The integrity assessment of dents in pipelines is primarily driven by the dent depths as per the stipulations in current codes and standards. There is a provision for strain-based analysis to quantify the severity of dents based on their shapes in the ASME B31.8 non-mandatory Appendix R. In recent years, the pipeline industry has also started leveraging more advanced techniques such as Finite Element Analysis (FEA) for dent assessment. These assessments require the detailed deformation profile of dents, which are available from In-line Inspection (ILI) tools.
The ILI tools use caliper arms that roll along the inside of the pipeline and scan the inner profile. The measurements recorded by each caliper arm are susceptible to noise due to the vibration of the ILI tool, and as a result, the dent shapes obtained from ILI are not smooth. Strain assessments of dents typically require the calculation of radius of curvature in the longitudinal and circumferential directions. This becomes a complex problem while the ILI data contains noise, particularly for relatively shallow dents, when the dent depth approaches the magnitude of the noise in the data. In these cases, the radius of curvature estimation can become highly inaccurate. Furthermore, the amount of noise in the data can vary between dents, and so the accuracy of the estimation varies as well.

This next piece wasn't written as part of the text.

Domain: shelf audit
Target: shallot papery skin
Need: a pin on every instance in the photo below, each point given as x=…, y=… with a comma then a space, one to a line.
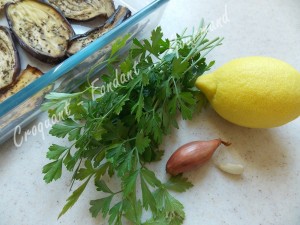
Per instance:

This paper presents several methods to resolve the above-mentioned issues. To address the issue of data noise itself, a combination of Fast Fourier Transform (FFT) and Gaussian filtering is used to produce a smooth profile that can be used to calculate the maximum radius of curvature of the dent. The smoothed profile also results in a better estimation of dent depth. To estimate the amount of uncertainty in the data, we apply many independent iterations of random noise to the smoothed curve. Characteristics required for further reliability analysis, such as dent depth or radius of curvature, are calculated for each iteration. This forms a distribution for each characteristic, and the properties of each distribution are used to quantify the uncertainty in the ILI data.